"Längst bewiesen"

Forscher: Pestizide “fatal für die ganze Insektenwelt”

Österreich
02.05.2013 12:57
Der ehemalige Koordinator der ARGE Bienenforschung an der Uni für Bodenkultur in Wien, Stefan Mandl, strich am Donnerstag die Gefährlichkeit der drei zuletzt umstrittenen Pestizide für Bienen hervor. Das Pflanzengift sei "fatal für die gesamte Insektenwelt", so der nunmehrige Bio-Imker. Die Pestizide "hätten nie zugelassen werden dürfen". Warum Umweltminister Nikolaus Berlakovich gegen das von der EU beschlossene Verbot der Mittel stimmte, könne er nicht nachvollziehen.

"Wissenschaftlich gibt es da überhaupt keinen Zweifel - die Giftigkeit ist längst bewiesen", so Mandl. Schließlich existierten rund 50 Studien international renommierter Forscher, die die Gefährlichkeit der Mittel der Gattung Neonicotinoide bestätigen.

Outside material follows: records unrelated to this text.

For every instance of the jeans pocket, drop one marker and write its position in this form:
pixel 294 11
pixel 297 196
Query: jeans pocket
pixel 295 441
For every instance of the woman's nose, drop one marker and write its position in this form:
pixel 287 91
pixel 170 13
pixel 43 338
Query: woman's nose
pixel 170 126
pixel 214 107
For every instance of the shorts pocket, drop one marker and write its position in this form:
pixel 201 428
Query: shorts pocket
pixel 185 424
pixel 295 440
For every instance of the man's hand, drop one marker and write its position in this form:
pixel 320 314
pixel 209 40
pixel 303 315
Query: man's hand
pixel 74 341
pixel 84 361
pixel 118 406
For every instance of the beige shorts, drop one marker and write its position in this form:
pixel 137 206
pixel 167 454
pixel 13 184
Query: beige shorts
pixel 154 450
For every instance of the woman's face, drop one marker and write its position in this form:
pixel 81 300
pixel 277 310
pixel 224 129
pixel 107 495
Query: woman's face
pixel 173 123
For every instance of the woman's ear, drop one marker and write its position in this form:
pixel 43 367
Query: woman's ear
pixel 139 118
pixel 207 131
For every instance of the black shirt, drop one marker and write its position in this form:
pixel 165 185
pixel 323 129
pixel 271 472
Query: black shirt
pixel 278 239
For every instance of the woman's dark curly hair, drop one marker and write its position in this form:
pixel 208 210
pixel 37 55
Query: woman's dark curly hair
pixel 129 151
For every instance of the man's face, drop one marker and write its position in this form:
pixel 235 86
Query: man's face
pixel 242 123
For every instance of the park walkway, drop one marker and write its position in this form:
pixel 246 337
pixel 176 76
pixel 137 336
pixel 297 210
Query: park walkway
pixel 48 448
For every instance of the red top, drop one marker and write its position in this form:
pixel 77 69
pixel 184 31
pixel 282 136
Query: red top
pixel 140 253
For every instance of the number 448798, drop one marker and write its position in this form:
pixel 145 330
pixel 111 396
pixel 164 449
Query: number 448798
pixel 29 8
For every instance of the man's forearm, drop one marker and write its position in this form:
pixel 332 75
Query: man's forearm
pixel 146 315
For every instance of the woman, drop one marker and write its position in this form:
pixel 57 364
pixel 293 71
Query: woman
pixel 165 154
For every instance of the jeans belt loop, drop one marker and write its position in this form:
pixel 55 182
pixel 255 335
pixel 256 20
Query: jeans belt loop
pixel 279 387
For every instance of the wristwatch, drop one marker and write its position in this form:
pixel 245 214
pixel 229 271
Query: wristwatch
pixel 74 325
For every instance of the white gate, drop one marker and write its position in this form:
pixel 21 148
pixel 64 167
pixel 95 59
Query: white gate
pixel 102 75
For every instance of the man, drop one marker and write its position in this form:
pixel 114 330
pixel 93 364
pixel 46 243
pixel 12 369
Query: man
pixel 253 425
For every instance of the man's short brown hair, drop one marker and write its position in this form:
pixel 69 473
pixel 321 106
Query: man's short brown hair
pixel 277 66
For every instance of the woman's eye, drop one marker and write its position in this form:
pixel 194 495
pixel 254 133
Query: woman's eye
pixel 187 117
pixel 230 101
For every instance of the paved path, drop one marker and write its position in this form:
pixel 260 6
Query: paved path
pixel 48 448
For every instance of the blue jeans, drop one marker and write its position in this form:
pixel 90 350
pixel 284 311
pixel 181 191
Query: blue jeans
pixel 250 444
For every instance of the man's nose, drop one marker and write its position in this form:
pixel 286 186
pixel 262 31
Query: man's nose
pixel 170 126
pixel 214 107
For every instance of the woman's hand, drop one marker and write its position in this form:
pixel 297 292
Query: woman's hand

"Vier Nanogramm - also ein viermilliardstel Gramm - tötet eine Biene. Das ist nicht strittig, das hat sogar der Chemiekonzern Bayer zugegeben", erklärt der Bienenexperte. Neonicotinoide sind laut Mandl tausend Mal giftiger als das berühmt-berüchtigte Pflanzenschutzmittel DDT, das in vielen Industrieländern schon seit Jahrzehnten verboten ist.

Mandl geht mit seiner Kritik noch einen Schritt weiter: Die Mittel seien "so toxisch, dass sie aus ökologischer Sicht nie zugelassen werden hätten dürfen". Vor etwa zwei Jahren habe er eine wissenschaftliche Arbeit an das Umweltministerium geschickt, um zu warnen. Allerdings: "Passiert ist nichts."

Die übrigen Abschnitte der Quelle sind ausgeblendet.